Cushioning– Like I said before, the Lunarlon is unbelievable. It is one of the most smooth and comfortable rides I have ever experienced, especially with a guard shoe. It is as light as a feather, so if you’re all about light shoes, this is the shoe for you. A Phylon midsole carrier is what is seen from the outside. It felt very good with heel compression.
Ventilation– I loved the breathability on this model. Perforations are seen all on the tongue for heat to escape. Since the engineered mesh had fuse underlays where it needed to be, there was only some air flow on the medial side for the most part.
Lacing system– Fuse underlays with 2 flex points. The padded tongue was a great feature also. It wasn’t as great as dynamic fit, but it got the job done good.
Fit and Lockdown- These fit true to size. The Lunar will mold into your foot evenly. The TPU heel cup is what is seen on most Kobes. There was no heel slippage at all with that nicely padded inside around the ankle.
Support– The support on these is solid, especially for a low top sneaker. I thought the engineered mesh was going to provide zero support at all, but once I saw the underlays where they were supposed to be, it worked out good. The arch support comes from the Lunarlon. Carbon fiber which is seen on the bottom works as a good shank for support.

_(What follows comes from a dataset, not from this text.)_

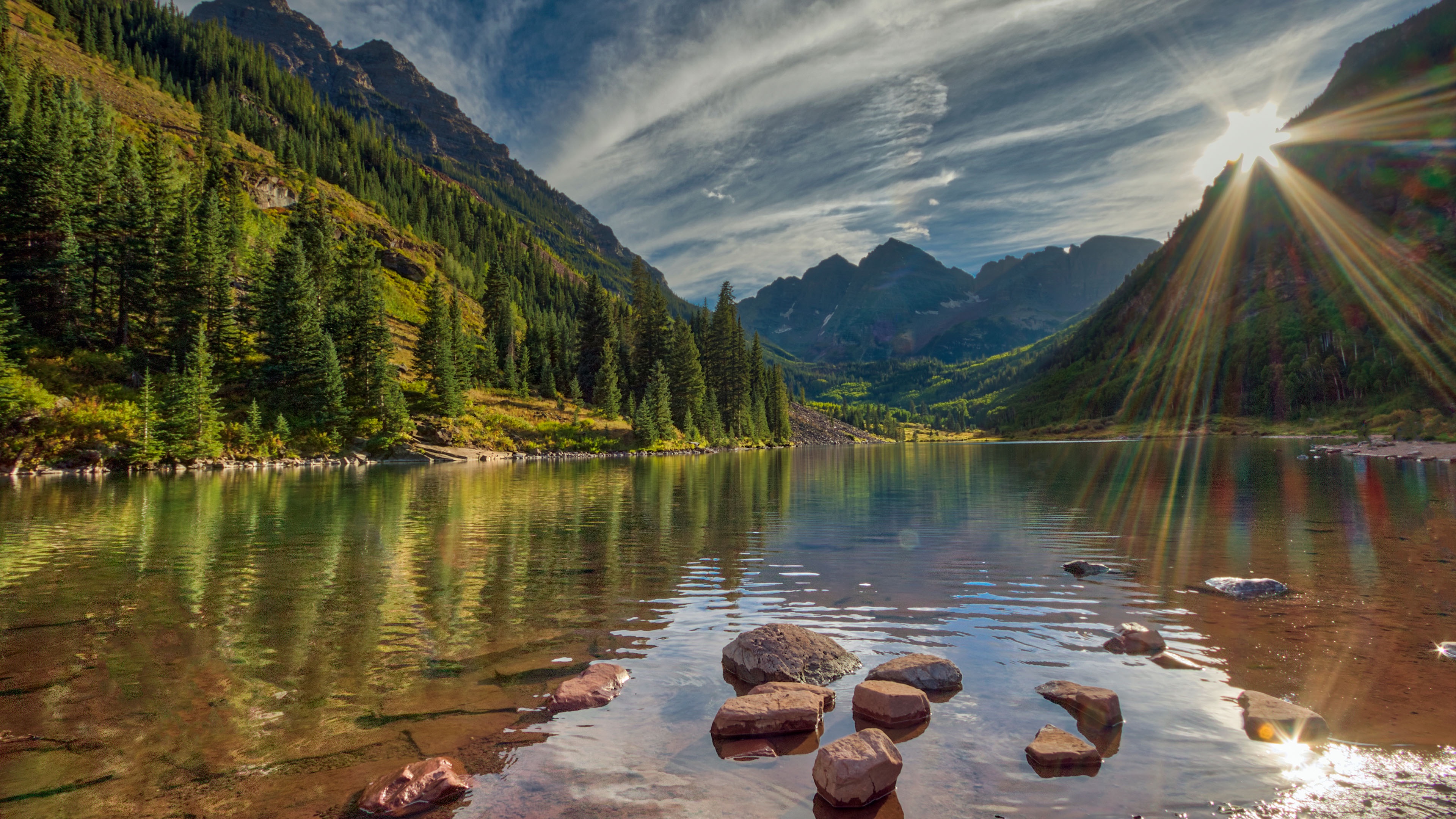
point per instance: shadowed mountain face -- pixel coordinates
(378, 82)
(899, 301)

Best position to wear the Kobe 8- All guards, and lighter footed small forwards. If you are a bigger, heavy footed guy then you shouldn’t be using these. The Lunarlon does wear down, but evenly because of how it is all in one big piece. They call it Kobe 8 SYSTEM because once it wears down to a certain point, you can just replace the Lunarlon, and keep playing in them.
Durability– The only problem with this engineered mesh is the durability on flex points. On the medial side of the shoe, depending how long and how hard you play in these, a hole could very likely form there. My teammate’s has a hole that goes all the way down to the sock.
Overall– I would give these a B on my test. If you are a quick guard or a guard that needs a light shoe that isn’t too unsupportive and will give you mostly everything you need, then this shoe is for you!